It was a Thursday exactly ten years ago on this date February 24th 2011. It was 3:00 AM. My husband and I were about four hours from home in a hotel room in Downtown Nashville, TN. We had been awake most of the night. Several of our family members were staying in nearby rooms. At 5:00 AM we would all drive the short distance to Vanderbilt Medical Center and check in for surgery. My husband Mark was getting a new kidney and I would be the donor.
My husband discovered he needed a kidney in the summer of 2010. He didn’t even know he was in kidney failure. A routine blood work-up revealed that he had a really high creatinine level. Many many more tests were done that summer into the fall and in October of 2010 he was put on the donor list to receive a new kidney.

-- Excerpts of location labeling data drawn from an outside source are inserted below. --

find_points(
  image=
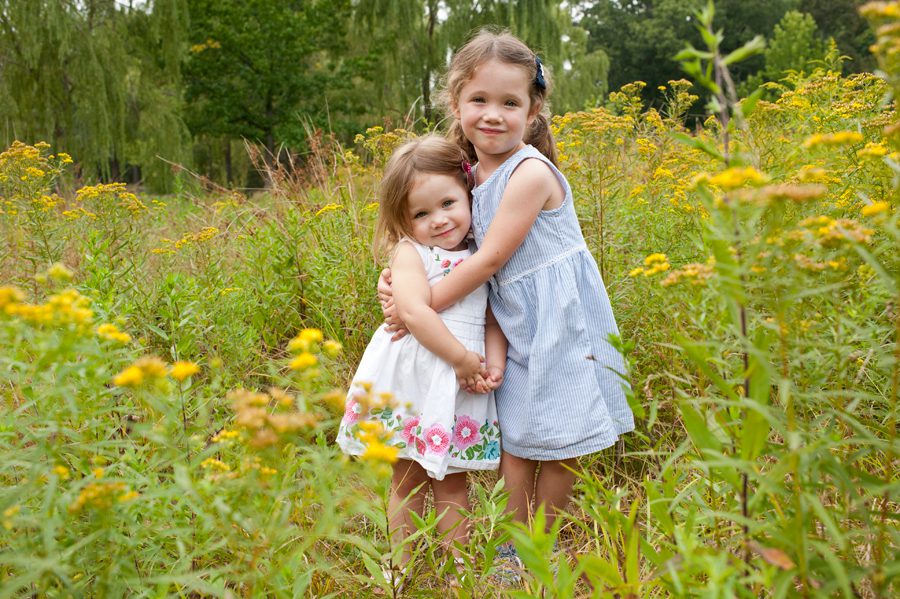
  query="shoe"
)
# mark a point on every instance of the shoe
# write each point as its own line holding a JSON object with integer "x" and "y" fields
{"x": 507, "y": 566}
{"x": 456, "y": 573}
{"x": 396, "y": 578}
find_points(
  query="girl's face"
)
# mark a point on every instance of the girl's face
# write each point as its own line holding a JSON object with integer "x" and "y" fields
{"x": 494, "y": 110}
{"x": 438, "y": 211}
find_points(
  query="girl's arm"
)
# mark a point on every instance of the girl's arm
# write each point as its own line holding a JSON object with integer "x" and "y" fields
{"x": 495, "y": 346}
{"x": 411, "y": 295}
{"x": 530, "y": 189}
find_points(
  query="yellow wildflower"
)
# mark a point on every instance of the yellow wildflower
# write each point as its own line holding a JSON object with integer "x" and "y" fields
{"x": 655, "y": 259}
{"x": 303, "y": 361}
{"x": 873, "y": 149}
{"x": 152, "y": 367}
{"x": 329, "y": 208}
{"x": 875, "y": 208}
{"x": 379, "y": 452}
{"x": 182, "y": 369}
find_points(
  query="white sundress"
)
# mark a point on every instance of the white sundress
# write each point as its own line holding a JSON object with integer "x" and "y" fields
{"x": 428, "y": 417}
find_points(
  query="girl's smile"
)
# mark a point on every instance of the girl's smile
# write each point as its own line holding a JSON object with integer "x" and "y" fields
{"x": 439, "y": 212}
{"x": 494, "y": 109}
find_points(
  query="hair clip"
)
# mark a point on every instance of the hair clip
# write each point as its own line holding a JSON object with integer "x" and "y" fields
{"x": 539, "y": 73}
{"x": 470, "y": 177}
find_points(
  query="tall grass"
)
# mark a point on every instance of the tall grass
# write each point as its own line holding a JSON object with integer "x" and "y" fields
{"x": 752, "y": 263}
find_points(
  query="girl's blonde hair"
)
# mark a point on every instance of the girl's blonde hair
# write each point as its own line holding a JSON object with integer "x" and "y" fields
{"x": 426, "y": 155}
{"x": 506, "y": 48}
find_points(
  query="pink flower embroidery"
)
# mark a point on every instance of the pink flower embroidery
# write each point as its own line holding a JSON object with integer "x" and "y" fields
{"x": 437, "y": 440}
{"x": 409, "y": 429}
{"x": 352, "y": 411}
{"x": 465, "y": 433}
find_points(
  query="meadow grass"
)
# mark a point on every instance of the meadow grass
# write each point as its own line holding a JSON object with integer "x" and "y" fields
{"x": 172, "y": 368}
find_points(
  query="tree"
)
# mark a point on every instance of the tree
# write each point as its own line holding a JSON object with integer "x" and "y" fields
{"x": 413, "y": 39}
{"x": 840, "y": 19}
{"x": 96, "y": 79}
{"x": 641, "y": 37}
{"x": 63, "y": 77}
{"x": 257, "y": 68}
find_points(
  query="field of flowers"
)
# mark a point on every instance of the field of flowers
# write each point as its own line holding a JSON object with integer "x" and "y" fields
{"x": 172, "y": 368}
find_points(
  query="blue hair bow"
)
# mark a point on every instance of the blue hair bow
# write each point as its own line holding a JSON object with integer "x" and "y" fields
{"x": 539, "y": 74}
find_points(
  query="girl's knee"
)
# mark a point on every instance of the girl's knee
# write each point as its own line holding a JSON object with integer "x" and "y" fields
{"x": 407, "y": 475}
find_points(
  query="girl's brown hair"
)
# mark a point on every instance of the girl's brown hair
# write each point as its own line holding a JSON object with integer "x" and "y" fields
{"x": 509, "y": 49}
{"x": 429, "y": 154}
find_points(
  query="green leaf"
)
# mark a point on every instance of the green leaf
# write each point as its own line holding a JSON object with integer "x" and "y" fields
{"x": 698, "y": 144}
{"x": 697, "y": 430}
{"x": 754, "y": 46}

Fortunately he did not have to wait long. I knew that we were the same blood type and I wanted to be tested to see if I might be a match. The doctors told us not to be too hopeful because the chances would only be about 15% that I would be a match. One test after another was given to me and I kept being compatible. The doctors decided not to test anyone else until I was ruled out as a donor match. We had to go through counseling and lots of the same tests but yet we had different doctors. Each doctor had to make a separate ruling on whether I would be eligible. Then when that decision was made by the individual doctors the results went before an entire panel of doctors at Vanderbilt.
My tests were finished in December of 2010. Mark did not have to spend one minute on dialysis and for this we are so very grateful. But we knew dialysis could happen if he got the flu or pneumonia or anything that could compromise his health.
So we waited and waited for the results. In mid January of 2011 we got the answer we had prayed for, I would be the donor. The surgery was scheduled for February 24th 2011. We had a lot of work to do before that day. We made arrangements to take time off from work. I would need to be out two to four weeks and Mark probably six weeks. We made arrangements to board our baby Patches our basset hound. We had to get a living will and a medical power of attorney. Normally I would have been Mark’s medical power of attorney, to make a medical decision about him if needed, and he would have been mine. But because we would both be having surgery at the same time we had to pick someone else. We chose my sister Sandy who was with us through the entire journey.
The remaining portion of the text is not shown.